The requirement ensures the government reviews auto-enrolment contribution levels for better retirement outcomes and considers adjustments based on economic conditions.
The report by Phoenix titled ‘Raising the Bar: A Framework for Increasing Auto Enrolment Contributions,’ proposes a framework for policymakers to determine when and how default contribution rates should rise to 12 per cent from the current 8 per cent.
The framework outlines tests for assessing the financial and economic situations that either support or require adjustments in default contribution rates. It was developed in cooperation with several partners, including the ABI, BCC, TUC, and PLSA.
Phoenix Group CEO Andy Curran says: “Automatic enrolment has been a huge policy success, helping many more people to save for their future. However, research from Phoenix Group’s longevity think tank Phoenix Insights found as many as 18 million people in the UK are not confident they are saving enough to meet their financial goals in retirement.
“The single biggest lever we can pull to boost defined contribution pension savings and improve retirement outcomes, is to increase minimum auto-enrolment contributions. At the same time, both UK savers and businesses are facing substantial economic challenges. But as we enter the second decade of auto-enrolment, it’s vital we keep the conversation about increasing contributions alive, looking at how and when this should happen with a solution for the future.
“We want people to have the best opportunity of having financial security later in life. Acting on increasing contribution rates will mean more people reach retirement in a better financial position and are less likely to rely on the state to support their income. This report outlines a practical approach to taking the necessary steps to set people up for a more secure retirement.”
Standard Life managing director for workplace pensions Gail Izat says: “Auto-enrolment has significantly increased the number of people with pension savings, and it’s now imperative that we extend our focus to include savings adequacy. It’s clear that minimum contributions need to rise above 8 per cent to give everyone the chance of a decent standard of living in retirement, however moving at the right time is key to the ongoing success of the scheme.
“A yearly review into pension adequacy, laid out in law, is needed to structure our approach to balancing much-needed policy with the short-term pressures on employers as well as employees. Any move to boost pension provision will involve a trade-off, and it’s worth noting prior large-scale changes like the introduction of the minimum wage and the initial launch of auto-enrolment have passed with little incident and boosted people’s financial and general wellbeing, benefiting employers in the process. At the same time, we’ve experienced a swathe of economic challenges in recent years and decisions need to be taken in full context of wider economic conditions.

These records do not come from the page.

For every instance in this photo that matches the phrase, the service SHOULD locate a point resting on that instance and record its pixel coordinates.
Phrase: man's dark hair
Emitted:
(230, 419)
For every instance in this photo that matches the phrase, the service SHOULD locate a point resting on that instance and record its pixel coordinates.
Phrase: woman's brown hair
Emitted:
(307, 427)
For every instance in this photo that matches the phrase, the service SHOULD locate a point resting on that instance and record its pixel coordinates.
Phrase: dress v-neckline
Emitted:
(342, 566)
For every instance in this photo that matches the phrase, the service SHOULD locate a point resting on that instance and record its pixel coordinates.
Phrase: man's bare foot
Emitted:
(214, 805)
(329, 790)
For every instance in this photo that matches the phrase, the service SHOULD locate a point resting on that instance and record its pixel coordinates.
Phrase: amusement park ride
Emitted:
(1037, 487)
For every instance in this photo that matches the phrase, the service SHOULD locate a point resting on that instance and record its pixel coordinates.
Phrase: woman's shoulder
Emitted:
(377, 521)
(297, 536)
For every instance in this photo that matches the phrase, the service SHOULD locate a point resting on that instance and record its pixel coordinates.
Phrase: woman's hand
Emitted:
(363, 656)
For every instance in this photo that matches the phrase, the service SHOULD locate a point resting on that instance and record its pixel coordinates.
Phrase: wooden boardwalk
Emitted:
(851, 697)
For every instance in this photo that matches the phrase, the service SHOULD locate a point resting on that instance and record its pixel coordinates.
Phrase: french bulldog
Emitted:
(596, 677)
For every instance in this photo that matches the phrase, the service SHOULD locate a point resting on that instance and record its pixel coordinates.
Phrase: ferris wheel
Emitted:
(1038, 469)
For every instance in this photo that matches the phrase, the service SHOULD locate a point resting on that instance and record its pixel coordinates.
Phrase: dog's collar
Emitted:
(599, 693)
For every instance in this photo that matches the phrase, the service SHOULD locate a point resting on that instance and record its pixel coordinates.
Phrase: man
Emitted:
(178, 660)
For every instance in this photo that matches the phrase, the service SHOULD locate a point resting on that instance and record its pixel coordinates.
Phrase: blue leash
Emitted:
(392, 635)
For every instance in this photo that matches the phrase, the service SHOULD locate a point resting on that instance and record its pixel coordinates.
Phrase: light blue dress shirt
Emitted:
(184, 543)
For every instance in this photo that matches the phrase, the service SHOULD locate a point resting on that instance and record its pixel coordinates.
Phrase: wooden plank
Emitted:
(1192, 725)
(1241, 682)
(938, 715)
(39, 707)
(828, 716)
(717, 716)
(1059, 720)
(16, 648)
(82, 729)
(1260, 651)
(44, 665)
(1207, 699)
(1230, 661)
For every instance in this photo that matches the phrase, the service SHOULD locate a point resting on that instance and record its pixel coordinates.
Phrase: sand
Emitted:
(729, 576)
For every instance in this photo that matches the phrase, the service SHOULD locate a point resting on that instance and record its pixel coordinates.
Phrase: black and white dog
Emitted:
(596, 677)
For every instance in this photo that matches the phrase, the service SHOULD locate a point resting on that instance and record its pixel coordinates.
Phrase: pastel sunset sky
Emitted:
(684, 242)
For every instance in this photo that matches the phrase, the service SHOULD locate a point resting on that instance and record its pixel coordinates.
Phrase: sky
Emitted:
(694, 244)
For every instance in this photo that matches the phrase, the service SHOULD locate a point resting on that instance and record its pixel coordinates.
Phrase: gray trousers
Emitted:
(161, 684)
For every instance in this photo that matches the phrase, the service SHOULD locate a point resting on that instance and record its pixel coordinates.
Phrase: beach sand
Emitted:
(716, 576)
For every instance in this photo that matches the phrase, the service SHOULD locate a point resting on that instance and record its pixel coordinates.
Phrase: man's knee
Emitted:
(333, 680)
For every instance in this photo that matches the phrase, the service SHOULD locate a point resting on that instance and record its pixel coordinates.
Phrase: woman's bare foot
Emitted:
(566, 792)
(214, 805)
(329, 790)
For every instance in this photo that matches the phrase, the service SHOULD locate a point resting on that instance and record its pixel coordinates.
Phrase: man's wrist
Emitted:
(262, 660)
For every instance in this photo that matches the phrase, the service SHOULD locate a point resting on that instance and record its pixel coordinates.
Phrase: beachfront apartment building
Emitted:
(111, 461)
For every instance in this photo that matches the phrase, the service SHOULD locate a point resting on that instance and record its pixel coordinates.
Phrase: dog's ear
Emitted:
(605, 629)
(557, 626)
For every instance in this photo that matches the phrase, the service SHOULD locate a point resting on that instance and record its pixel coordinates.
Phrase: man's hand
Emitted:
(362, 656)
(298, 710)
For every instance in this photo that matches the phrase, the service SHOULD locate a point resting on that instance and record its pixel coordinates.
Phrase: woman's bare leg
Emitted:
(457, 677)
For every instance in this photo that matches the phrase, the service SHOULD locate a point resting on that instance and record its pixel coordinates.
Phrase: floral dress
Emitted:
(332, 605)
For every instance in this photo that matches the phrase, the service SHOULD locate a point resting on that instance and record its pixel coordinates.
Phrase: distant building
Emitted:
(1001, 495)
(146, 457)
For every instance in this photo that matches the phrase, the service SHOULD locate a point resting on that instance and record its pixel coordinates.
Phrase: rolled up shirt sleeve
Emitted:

“Without action, we face ongoing under-saving issues across the generations as they move closer to retirement. We’re confident that the framework underpinning the call for the Statutory Requirement sets out a clear, pragmatic route for policymakers to propel workers’ towards better later lives, while paying due regard to the needs of employers.”
WPI Economics managing director Laura Osborne says: “To avoid the prospect of a bleak retirement for today’s median earners, it is critical to increase auto enrolment contributions. However, the big question is ‘when?’, given the current cost pressures faced by both households and businesses.
“This framework takes a pragmatic approach, putting in place meaningful safeguards to ensure that increases in pension savings are only triggered as the economy improves. We believe this can underpin a consensus-based approach to ensuring more people enjoy a decent retirement.”